Enfin, il faut savoir que tout ce qui relève des procédures, dont les fameuses OQTF (Obligation de Quitter le Territoire Français) est hors accord et est donc applicable de la même manière aux algériens comme aux autres étrangers sans aucune espèce de régime de faveur.
De fait, personne ne peut croire que les dispositions résiduelles de l’accord de 1968 favorisent une émigration algérienne qui déferlerait sur la France et mériterait toute cette agitation politicienne !
Par conséquent, et contrairement à ce que l’on veut faire croire, l’abrogation de l’accord de 1968 ne résoudra absolument rien aux flux migratoires en France.

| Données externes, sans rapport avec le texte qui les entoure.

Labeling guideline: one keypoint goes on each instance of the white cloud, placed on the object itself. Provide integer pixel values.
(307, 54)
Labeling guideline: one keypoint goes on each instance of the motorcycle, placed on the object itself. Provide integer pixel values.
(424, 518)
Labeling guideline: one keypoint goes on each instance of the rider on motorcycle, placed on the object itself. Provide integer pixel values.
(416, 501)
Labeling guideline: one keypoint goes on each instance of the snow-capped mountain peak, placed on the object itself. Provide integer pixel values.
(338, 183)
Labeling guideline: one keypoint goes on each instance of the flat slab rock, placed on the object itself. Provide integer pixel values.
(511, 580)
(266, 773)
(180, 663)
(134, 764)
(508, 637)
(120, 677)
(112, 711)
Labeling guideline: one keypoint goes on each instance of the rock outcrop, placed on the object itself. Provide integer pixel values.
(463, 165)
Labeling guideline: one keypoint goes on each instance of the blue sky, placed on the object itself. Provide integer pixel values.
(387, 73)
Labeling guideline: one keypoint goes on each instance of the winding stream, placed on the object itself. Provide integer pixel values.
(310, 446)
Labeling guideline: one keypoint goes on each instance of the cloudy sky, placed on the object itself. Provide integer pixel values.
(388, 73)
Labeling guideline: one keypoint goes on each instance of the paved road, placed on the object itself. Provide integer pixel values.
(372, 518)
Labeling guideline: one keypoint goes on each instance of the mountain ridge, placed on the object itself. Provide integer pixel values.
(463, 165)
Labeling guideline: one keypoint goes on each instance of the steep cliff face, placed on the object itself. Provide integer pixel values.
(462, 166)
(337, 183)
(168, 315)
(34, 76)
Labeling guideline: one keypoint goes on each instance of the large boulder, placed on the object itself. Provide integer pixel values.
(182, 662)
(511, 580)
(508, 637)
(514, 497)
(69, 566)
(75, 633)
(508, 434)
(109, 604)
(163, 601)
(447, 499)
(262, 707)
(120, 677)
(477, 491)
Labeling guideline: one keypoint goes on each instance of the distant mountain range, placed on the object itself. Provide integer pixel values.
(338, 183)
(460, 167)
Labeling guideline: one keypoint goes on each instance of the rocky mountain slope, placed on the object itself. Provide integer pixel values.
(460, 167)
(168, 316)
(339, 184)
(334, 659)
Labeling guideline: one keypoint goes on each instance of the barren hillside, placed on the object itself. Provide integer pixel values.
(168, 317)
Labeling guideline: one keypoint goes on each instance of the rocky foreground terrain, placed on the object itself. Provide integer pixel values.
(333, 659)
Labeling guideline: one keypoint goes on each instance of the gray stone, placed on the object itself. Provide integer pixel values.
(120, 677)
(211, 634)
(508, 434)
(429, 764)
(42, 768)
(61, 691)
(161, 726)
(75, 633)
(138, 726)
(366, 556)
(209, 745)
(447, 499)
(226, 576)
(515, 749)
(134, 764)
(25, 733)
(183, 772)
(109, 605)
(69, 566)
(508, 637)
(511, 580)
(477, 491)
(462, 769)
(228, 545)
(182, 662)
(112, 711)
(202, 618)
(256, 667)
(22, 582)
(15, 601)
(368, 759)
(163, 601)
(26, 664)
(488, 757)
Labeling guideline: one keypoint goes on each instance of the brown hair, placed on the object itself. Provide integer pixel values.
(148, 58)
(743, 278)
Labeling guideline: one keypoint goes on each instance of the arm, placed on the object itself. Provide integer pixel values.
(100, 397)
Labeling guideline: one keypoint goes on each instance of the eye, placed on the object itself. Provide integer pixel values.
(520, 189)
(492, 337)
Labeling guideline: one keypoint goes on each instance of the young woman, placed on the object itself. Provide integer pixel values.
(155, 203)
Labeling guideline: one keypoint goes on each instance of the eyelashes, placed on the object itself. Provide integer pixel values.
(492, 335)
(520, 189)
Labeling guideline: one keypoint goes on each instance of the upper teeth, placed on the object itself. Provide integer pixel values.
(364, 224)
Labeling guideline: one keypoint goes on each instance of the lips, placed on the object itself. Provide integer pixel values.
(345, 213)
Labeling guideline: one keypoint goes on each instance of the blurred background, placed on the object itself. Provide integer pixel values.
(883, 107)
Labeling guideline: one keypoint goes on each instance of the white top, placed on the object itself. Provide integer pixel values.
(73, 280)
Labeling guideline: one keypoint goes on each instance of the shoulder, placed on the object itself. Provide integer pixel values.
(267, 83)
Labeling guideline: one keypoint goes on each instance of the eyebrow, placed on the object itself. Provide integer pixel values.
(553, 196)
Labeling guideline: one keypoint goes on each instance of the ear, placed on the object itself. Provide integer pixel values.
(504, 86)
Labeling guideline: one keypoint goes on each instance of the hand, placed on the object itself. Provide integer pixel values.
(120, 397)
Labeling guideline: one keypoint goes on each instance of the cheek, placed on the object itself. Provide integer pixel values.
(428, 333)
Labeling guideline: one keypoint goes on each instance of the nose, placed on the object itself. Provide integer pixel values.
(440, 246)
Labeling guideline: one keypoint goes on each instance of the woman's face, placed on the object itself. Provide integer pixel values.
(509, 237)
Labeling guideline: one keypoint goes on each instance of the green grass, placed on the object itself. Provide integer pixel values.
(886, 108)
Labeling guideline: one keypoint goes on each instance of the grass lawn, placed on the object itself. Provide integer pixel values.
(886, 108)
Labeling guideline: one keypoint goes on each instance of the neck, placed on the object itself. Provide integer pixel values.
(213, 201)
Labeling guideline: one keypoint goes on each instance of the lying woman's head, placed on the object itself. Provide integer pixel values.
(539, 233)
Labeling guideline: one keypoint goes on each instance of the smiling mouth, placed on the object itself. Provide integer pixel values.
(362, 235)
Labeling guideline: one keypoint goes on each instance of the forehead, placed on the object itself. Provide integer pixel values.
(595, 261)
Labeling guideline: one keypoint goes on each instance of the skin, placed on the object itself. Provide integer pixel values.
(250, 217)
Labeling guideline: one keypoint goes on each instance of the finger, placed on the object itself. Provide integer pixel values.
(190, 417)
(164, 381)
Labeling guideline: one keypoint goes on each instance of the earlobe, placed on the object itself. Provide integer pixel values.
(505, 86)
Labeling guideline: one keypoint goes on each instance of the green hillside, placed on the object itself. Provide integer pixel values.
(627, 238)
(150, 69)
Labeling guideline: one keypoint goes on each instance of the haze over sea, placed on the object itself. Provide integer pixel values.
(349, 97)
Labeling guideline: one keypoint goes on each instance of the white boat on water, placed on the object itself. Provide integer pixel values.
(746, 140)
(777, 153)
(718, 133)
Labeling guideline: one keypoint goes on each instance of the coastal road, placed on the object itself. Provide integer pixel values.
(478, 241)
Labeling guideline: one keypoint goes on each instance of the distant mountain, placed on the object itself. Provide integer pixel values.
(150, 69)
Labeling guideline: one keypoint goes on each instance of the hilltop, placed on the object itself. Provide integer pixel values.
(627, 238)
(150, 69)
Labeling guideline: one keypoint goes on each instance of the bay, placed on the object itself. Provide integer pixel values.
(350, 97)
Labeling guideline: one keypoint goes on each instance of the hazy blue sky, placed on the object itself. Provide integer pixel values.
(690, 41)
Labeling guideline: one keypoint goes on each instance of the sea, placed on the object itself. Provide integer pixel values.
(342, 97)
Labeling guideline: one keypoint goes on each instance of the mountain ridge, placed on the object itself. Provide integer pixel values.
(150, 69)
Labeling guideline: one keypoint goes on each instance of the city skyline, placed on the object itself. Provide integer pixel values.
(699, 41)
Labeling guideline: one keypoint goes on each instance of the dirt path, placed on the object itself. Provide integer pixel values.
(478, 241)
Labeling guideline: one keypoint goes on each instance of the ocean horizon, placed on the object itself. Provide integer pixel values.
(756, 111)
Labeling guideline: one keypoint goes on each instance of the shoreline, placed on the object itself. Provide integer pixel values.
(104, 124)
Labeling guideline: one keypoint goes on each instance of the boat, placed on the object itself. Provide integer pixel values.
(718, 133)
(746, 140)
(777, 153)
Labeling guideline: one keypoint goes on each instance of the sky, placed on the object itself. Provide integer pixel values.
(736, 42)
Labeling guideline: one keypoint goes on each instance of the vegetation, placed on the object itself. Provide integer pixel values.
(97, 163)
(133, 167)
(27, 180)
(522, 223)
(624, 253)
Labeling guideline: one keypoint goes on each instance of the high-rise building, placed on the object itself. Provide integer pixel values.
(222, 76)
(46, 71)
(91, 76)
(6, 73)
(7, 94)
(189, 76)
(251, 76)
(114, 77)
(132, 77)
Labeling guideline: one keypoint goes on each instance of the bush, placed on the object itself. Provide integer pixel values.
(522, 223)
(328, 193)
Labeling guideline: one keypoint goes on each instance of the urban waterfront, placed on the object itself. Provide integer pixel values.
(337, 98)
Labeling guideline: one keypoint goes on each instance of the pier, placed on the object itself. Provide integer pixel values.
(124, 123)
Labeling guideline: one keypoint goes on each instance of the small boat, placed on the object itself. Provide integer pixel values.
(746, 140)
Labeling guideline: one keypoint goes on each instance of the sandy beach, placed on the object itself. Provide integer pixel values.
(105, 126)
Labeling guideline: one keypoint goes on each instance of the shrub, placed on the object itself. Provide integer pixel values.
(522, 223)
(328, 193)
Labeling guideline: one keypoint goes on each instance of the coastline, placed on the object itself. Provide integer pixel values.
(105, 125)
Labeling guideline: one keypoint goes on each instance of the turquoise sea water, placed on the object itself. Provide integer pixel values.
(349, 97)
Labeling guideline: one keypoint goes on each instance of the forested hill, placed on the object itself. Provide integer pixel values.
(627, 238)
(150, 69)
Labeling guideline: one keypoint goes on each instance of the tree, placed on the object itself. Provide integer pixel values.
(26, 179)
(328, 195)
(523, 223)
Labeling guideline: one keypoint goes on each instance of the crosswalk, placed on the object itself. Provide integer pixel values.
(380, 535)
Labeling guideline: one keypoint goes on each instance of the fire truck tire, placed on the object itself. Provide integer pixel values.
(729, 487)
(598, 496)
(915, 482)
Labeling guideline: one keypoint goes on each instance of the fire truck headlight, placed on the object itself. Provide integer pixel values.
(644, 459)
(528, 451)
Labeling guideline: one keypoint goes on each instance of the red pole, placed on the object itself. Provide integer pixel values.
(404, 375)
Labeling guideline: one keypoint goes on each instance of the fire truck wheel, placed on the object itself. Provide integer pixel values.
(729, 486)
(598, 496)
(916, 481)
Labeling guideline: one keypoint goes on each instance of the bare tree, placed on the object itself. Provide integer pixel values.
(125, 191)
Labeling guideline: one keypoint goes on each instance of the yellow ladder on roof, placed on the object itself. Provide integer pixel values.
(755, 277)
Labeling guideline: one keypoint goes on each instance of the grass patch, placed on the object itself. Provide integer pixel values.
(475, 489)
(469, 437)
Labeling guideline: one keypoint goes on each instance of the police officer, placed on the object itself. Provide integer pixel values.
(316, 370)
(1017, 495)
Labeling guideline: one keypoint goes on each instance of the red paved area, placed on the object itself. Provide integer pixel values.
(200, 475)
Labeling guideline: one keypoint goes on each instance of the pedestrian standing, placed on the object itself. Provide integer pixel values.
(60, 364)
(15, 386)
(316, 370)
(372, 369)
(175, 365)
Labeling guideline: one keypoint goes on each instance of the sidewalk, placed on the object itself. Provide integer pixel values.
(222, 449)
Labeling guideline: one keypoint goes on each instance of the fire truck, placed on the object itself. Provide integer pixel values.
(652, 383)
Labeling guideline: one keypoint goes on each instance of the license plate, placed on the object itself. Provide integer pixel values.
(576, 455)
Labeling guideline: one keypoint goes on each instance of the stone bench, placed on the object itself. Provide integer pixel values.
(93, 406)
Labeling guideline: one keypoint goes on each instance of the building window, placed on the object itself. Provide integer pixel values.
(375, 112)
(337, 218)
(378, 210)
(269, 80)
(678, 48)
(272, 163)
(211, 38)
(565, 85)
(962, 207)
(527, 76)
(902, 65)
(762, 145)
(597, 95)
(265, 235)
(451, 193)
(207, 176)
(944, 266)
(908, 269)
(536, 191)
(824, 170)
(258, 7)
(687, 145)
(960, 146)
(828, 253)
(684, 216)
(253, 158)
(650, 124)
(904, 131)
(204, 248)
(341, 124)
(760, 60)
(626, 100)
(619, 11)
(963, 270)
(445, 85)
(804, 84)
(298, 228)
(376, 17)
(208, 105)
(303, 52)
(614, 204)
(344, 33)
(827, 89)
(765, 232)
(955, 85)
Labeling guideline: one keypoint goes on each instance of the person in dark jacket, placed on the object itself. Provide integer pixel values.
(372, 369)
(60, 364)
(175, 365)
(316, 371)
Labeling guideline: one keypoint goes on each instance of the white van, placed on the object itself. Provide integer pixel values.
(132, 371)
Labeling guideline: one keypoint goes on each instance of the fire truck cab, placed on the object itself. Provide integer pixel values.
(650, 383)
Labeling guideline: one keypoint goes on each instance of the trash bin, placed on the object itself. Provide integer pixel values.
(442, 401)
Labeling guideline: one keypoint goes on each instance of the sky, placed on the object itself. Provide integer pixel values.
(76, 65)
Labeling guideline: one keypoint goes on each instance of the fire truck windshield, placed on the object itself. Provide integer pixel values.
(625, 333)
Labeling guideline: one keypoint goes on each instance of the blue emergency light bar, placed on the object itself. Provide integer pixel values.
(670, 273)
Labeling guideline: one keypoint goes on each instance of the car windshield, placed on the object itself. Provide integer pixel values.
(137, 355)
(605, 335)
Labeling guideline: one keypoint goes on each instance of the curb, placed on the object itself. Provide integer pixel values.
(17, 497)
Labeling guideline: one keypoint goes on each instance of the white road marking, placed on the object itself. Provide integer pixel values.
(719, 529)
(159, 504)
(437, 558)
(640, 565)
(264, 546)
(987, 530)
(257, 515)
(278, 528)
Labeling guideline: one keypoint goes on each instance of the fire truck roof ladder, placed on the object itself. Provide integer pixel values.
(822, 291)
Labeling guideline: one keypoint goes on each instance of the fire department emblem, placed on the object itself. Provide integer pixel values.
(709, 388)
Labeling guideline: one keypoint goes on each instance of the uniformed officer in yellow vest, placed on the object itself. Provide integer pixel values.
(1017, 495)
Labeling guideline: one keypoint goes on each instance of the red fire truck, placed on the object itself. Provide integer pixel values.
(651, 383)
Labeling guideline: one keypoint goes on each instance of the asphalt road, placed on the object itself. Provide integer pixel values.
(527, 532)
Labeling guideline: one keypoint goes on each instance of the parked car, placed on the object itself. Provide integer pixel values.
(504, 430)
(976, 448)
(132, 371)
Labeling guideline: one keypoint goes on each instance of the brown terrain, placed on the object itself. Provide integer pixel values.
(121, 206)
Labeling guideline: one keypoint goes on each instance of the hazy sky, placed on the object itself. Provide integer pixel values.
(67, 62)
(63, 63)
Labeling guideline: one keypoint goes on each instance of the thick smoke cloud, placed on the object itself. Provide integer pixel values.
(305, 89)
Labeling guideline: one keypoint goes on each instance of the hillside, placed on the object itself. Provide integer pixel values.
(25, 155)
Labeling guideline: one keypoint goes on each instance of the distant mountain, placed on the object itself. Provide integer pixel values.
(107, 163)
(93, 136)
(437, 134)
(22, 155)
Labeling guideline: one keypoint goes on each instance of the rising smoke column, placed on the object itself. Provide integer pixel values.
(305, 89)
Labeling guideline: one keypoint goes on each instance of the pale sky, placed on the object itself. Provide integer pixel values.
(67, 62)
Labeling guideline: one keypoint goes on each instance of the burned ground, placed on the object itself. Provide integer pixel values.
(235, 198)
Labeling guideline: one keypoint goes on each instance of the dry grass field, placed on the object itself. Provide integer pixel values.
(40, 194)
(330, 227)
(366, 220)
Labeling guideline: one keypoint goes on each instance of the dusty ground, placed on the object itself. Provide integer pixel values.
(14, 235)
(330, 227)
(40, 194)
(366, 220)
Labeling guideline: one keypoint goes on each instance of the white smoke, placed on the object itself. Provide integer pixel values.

Pas plus que n’aura d’effet sur les ressortissants algériens, la loi migratoire annoncée, sous les fourches caudines du Rassemblement National.
Enfin, les politiques et les personnalités médiatiques, aux motivations sournoises, qui agitent l’abrogation de l’accord de 1968, notamment ceux qui ont présenté, en décembre dernier, une résolution à l’assemblée nationale française pour demander cette abrogation, font mine de ne pas savoir que l’accord de 1968 est un accord bilatéral et qu’à ce titre, sa modification ne peut se faire de manière unilatérale. Son abrogation doit en effet obéir aux règles qui le régissent.
Or, sa dénonciation n’est prévue dans aucune de ses dispositions. Seul l’article 12, créant une commission mixte franco-algérienne, permet à une telle commission chargée de suivre son application et d’en résoudre les difficultés, de proposer des évolutions préalablement convenues entre les deux parties. En attendant, elles sont tenues à son exécution !
Naturellement, et dans leur course, à droite, au populisme, les apprentis agitateurs de cet accord se gardent bien d’évoquer ces éléments juridiques et leurs implications, se contentant de vendre des chimères à leurs concitoyens, et se faisant, d’entretenir et de participer à une entreprise haineuse.
L’abrogation pure et simple de l’accord de 1968, si elle devait advenir, avec l’assentiment des deux pays, alignerait de fait le régime d’entrée et de séjour des algériens sur celui de l’ensemble des étrangers hors UE. Les ressortissants algériens perdraient alors les rares dispositions favorables précitées mais bénéficieraient de facto de celles issues du droit commun des étrangers, notamment des lois de 2003, 2006 et 2018, qui, compte tenu de l’évolution de la structure migratoire de nos ressortissants, seraient plus adaptées.
Naturellement, et au regard du nombre de ressortissants algériens sur le sol français, 587 000 en 2023 selon l’INSEE, l’Algérie serait tout à fait légitime à privilégier, dans le cadre des dispositions de l’accord de 1968, une renégociation qui permettrait d’en adapter ses dispositions à l’évolution des migrations algériennes, pour sauvegarder, notamment, les dispositions relatives à la régularisation à travers la règle des dix ans de présence sur le territoire français, tout en intégrant de nouvelles dispositions, dont celles du droit commun relatives à la régularisation par le travail après une certaine durée de présence sur le territoire français, comme cela est possible depuis 2012 pour les autres étrangers, ainsi que l’alignement du régime des étudiants sur le régime général.
Telle devrait être la réponse et l’orientation algériennes dès lors que la partie française serait prête à engager une discussion bilatérale sérieuse sur l’évolution et l’adaptation de l’accord de 1968, loin des surenchères, de la stigmatisation et des postures populistes porteuses de haine.